PPARδ activation reduced TNFα production in LPS-stimulated J774.A1 macrophages. A: Western blot analysis of PPARδ and β-actin (used as loading control protein) in nuclear extracts of macrophages stimulated with LPS (100 ng/ml) up to 24 hours. Blot is representative of three independent experiments. B: Effect of the PPARδ ligand GW0742 (10–1000 nmol/L) on TNFα production at 24 hours after LPS stimulation. C: Effect of GW0742 (100 nmol/L) on TNFα production at 24 hours after LPS stimulation in macrophages transfected with scramble siRNA or PPARδ-siRNA. Data are mean ± SEM of three independent experiments performed in quadruplicate. *P < 0.05 versus control cells with media alone. **P < 0.05 versus vehicle treatment.

Figure 12

PPARδ inhibits TNFα production by direct inhibition of NF-κB transactivation. A: Western blot analysis of IκBα expression in cytosol extracts of macrophages stimulated with LPS (100 ng/ml) up to 24 hours with or without GW0742 (100 nmol/L). Blot is representative of three independent experiments. Equal loading was confirmed by Ponceau staining after transfer of proteins on nitrocellulose membrane (data not shown). B: Effect of GW0742 on NF-κB promoter activity 4 hours after LPS stimulation. Cells were transfected with a 3xNF-κB promoter-luciferase plasmid and a Renilla luciferase vector (for normalization).

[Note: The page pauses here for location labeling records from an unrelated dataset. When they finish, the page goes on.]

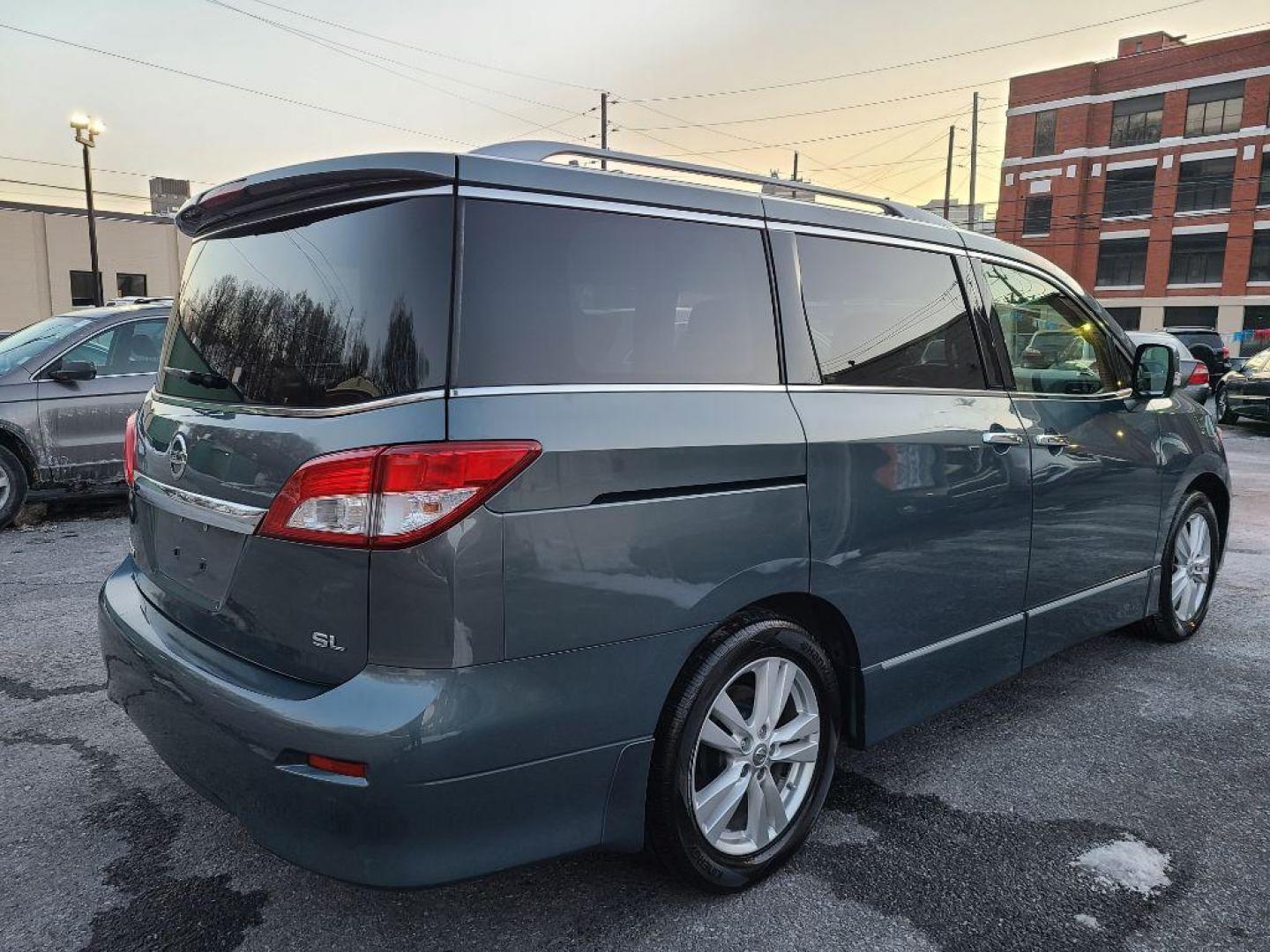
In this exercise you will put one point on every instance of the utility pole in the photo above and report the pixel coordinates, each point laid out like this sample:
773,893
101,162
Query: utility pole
975,158
947,173
603,127
86,130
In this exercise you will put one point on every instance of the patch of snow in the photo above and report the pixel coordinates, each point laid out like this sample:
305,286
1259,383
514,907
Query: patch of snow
1127,863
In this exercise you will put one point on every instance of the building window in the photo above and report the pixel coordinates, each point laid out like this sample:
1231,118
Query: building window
1122,263
1206,184
1036,215
1042,133
1128,192
131,285
1137,122
1128,317
1214,109
1198,259
81,288
1191,317
1260,267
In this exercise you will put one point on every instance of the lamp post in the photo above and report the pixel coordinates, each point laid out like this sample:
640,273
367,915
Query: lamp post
86,130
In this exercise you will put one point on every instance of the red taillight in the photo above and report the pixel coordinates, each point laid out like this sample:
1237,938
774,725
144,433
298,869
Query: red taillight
392,496
130,449
346,768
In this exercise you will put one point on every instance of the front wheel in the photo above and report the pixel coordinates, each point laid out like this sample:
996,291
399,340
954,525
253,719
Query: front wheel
744,753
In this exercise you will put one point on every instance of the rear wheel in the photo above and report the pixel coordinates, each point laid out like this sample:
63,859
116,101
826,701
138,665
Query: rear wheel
1188,571
744,753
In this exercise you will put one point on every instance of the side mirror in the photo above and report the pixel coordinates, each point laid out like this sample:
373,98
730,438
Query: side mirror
68,371
1154,368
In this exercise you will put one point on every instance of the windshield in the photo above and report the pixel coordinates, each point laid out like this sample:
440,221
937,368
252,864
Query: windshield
325,310
31,340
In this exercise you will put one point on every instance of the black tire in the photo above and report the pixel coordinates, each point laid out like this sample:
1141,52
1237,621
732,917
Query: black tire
672,827
1223,407
13,487
1163,623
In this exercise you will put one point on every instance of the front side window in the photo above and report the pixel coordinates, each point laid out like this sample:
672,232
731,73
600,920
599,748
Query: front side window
1198,259
1122,263
1137,122
572,296
81,288
1214,109
1042,133
1206,184
1259,270
1053,346
886,316
318,310
1036,215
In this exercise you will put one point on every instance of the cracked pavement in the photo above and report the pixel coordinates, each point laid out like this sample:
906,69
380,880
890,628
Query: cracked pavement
959,834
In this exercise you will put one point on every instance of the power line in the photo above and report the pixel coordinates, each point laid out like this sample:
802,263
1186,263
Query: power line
227,84
915,63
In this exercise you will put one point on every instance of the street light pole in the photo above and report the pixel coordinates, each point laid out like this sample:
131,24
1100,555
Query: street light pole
86,130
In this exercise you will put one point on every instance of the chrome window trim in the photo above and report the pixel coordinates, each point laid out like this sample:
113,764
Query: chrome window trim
152,316
1086,593
869,236
234,517
947,643
597,205
534,389
302,412
328,206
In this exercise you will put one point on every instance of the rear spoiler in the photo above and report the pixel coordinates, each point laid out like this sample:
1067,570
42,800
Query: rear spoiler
295,188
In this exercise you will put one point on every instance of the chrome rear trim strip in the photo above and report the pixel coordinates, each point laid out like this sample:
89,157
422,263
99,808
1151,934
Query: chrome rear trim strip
220,513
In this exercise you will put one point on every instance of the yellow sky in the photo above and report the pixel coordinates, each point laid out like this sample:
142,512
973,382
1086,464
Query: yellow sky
464,74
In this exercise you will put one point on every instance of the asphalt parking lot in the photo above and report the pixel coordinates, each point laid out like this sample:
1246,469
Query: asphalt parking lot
967,833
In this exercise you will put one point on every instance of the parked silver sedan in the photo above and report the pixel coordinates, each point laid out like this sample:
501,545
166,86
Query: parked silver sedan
68,385
1192,377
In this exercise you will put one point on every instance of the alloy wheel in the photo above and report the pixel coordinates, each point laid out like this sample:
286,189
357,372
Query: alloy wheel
1192,568
756,755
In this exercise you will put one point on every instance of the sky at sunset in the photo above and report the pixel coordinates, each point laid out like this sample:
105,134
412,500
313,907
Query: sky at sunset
716,81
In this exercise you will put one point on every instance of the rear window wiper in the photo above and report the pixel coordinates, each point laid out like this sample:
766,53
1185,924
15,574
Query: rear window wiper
199,378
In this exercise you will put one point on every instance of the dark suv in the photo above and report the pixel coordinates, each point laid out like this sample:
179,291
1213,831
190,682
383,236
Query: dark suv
489,508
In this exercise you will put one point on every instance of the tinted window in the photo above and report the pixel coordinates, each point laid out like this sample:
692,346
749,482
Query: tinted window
571,296
886,316
1053,346
319,311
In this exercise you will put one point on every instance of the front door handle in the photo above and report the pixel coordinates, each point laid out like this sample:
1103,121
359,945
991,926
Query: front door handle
1001,438
1054,441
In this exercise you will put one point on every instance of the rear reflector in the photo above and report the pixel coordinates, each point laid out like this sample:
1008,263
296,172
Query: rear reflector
392,496
346,768
130,449
1199,375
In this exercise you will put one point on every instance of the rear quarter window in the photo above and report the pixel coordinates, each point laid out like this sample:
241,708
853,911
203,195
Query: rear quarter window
324,310
557,296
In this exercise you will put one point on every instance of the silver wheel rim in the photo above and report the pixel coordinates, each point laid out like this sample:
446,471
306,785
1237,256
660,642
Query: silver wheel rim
1192,568
756,755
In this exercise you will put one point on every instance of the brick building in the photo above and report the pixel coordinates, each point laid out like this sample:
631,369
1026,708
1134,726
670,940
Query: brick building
1147,178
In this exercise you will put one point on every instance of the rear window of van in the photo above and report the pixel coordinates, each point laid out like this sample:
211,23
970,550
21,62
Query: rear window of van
571,296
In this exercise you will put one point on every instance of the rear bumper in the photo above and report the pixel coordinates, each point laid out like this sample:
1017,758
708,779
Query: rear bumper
467,770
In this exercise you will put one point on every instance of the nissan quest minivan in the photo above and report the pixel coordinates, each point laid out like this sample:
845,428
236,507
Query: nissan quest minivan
489,508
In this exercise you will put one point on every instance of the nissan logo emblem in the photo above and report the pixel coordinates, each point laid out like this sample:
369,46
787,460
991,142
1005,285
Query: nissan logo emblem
178,456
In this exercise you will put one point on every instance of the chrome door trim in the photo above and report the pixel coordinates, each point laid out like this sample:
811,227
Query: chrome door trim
947,643
300,412
596,205
220,513
533,389
1086,593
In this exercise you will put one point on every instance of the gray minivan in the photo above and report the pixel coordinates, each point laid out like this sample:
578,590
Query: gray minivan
489,508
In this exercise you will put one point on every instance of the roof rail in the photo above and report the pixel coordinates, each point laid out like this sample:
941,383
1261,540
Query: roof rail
540,150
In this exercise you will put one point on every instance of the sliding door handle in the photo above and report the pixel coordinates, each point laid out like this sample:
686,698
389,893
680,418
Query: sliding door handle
1001,438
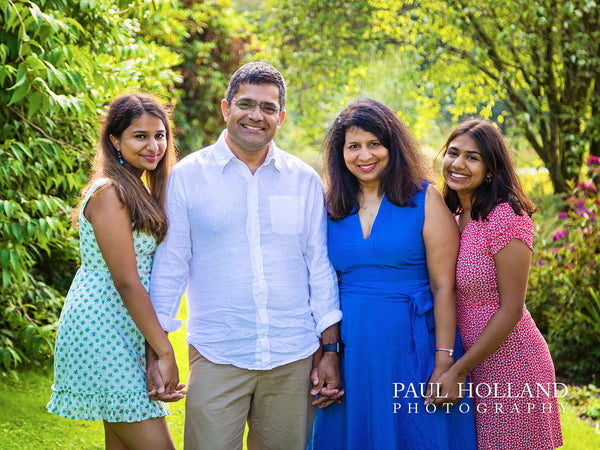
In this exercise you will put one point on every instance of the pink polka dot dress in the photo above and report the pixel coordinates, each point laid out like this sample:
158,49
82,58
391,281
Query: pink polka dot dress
513,389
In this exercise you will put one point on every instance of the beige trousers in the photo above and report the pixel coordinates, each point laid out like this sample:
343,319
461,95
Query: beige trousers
221,398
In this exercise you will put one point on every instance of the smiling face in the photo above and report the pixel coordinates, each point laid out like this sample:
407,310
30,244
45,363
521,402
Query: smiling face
249,131
365,156
463,168
143,143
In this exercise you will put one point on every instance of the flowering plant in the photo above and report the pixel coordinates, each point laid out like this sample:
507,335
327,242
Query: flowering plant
564,283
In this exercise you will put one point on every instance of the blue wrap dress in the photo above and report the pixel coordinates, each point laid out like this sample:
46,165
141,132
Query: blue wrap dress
389,337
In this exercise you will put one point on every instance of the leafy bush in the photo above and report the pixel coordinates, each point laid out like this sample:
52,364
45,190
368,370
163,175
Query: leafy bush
564,283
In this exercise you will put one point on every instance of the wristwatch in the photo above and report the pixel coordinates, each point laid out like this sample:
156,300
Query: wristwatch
338,347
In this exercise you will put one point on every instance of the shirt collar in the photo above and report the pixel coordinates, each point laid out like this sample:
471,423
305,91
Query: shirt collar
223,154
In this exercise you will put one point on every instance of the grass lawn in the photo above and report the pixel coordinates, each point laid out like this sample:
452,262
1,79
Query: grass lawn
25,424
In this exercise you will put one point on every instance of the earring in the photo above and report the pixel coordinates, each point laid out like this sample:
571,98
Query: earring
119,155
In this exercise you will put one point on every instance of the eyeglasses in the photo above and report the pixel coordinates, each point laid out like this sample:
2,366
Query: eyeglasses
250,105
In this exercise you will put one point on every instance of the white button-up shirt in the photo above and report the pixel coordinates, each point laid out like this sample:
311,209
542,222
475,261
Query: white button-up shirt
251,250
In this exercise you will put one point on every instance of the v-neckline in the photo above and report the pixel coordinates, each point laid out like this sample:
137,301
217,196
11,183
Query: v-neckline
375,221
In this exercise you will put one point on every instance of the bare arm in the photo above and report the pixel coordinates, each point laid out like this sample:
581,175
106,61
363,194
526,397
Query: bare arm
112,228
512,267
326,375
441,238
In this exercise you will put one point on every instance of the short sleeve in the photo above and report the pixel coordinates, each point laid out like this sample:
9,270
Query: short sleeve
505,225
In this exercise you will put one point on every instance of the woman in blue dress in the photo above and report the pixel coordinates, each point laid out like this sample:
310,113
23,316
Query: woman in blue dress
394,247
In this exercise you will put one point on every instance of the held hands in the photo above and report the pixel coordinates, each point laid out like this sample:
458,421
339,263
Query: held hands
446,386
157,370
326,379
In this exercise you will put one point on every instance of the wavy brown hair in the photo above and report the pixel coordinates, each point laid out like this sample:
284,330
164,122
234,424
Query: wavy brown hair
404,174
504,186
145,202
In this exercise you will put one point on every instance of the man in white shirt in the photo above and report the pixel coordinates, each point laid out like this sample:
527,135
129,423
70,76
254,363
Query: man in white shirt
247,244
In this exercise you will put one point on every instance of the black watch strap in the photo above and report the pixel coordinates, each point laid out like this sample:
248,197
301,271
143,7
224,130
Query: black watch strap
337,347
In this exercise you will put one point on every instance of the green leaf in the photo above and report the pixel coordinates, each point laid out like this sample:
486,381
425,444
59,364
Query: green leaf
19,94
4,257
35,102
21,77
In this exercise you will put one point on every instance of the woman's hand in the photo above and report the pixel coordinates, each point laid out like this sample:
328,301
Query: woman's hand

Promoter activity of NF-κB was evaluated by luciferase assay and was expressed as fold increase of activity of control basal cells set to 1. *P < 0.05 versus cells with media alone (basal). C: Representative PCR gels from chromatin immunoprecipitation assays demonstrating binding of p65 subunit of NF-κB, PPARδ, and BCL6 to TNFα promoter. Chromatin was immunoprecipitated using an antibody recognizing the p65 subunit of NF-κB, PPARδ, or BCL6. Positive control (Input) was chromatin recovered without immunoprecipitation. Cells were stimulated with LPS (100 ng/ml) for 1 hour with or without GW0742 (10 to 100 nmol/L), which was added to the cells 30 minutes prior LPS. PCR was performed with primers specific for the murine TNFα promoter region spanning the most proximal NF-κB binding site. D: Image analysis of promoter binding relative to Input recovery. Data are mean ± SEM of three independent experiments. *P < 0.05 versus cells with media alone (basal). **P < 0.05 versus vehicle treatment.